Check and correct info

It’s a good idea to review the details held by the credit reference agencies. If you spot something that’s wrong, you could submit a data dispute to the relevant agency, so they can investigate and update their records.

Reduce existing debt balances

Lenders are more likely to offer new credit to people who don’t have lots of debt already, so it’s a good idea to keep your debit balances to a minimum.

Use a bank account

Setting up Direct Debits to make regular payments could boost your credit score over time. Just make sure there’s money in your account to cover any payments, or you could find your credit score is negatively impacted, not improved. Carefully using and managing an arranged overdraft could also help to improve your credit score.

Apply with caution

Whether or not you’re accepted, ‘hard’ credit searches could affect your credit score, especially if you make a number of full applications in a short period of time. Some lenders offer 'soft' credit checks or quotations on selected products, which could help you to understand your eligibility, without risking your credit score.

Joint accounts count

Things like bank accounts, mortgages and even utility bills could create a financial link between you and any joint account holders. This could impact your future credit eligibility if the joint account holder doesn’t have a good credit score.

People you’re linked to financially will show on your credit record. If you’re no longer linked to someone, you could contact each credit reference agency to submit a notice of disassociation.

Deal with financial difficulties early

Lenders could offer support if you’re struggling to manage your financial commitments, and independent support is available from third party organisations. Defaults, County Court Judgements (CCJs), Individual Voluntary Agreements (IVAs) and bankruptcy will all negatively affect your credit score for up to six years, so they’re worth avoiding.

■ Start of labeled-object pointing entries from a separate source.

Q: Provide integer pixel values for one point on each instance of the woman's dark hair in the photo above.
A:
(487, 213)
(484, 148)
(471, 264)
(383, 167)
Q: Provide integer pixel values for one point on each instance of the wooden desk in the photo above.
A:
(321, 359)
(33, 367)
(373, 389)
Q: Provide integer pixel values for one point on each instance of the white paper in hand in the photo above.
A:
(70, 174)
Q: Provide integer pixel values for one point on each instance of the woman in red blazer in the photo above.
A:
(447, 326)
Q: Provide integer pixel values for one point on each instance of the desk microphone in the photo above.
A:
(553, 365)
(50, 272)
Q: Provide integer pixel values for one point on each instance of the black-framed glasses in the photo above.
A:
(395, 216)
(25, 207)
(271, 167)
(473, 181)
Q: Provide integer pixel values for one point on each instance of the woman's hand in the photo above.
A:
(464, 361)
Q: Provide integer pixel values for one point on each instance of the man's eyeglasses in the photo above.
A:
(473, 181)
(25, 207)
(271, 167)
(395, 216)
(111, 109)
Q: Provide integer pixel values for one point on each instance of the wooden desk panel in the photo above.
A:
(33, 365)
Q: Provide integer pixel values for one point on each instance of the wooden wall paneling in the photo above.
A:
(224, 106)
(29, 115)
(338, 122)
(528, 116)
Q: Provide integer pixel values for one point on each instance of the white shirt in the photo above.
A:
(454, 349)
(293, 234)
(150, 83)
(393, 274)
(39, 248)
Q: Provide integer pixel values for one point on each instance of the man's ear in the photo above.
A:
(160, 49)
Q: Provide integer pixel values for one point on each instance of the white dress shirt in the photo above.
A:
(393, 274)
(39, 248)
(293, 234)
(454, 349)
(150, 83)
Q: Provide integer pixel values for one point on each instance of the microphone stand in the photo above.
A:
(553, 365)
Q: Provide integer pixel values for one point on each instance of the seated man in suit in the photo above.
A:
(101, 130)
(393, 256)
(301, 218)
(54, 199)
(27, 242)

A summary on improving your credit score

It’ll take time, but building your credit score could give you access to better borrowing options.

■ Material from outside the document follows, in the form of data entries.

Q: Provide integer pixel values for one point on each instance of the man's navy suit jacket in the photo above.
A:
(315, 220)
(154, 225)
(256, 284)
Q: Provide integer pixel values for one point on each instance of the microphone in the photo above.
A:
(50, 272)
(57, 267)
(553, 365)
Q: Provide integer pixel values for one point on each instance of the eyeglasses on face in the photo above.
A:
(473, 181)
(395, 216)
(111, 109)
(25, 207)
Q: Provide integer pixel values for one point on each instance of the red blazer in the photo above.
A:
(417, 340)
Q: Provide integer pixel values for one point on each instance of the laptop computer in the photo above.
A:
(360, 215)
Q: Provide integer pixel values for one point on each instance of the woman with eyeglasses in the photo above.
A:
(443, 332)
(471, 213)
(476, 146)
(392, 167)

  • When you apply for credit, amongst other things, lenders and service providers check your credit record as part of their decision-making process.
  • If you have a good credit score, you could be offered lower interest rates and higher credit limits.
  • You might be able to build your score in a number of ways, from making sure you’re on the electoral register and managing accounts well, to limiting new credit applications.
  • The information held by each credit reference agency can differ, so it might be a good idea to check your credit scores and reports with TransUnion, Experian and Equifax.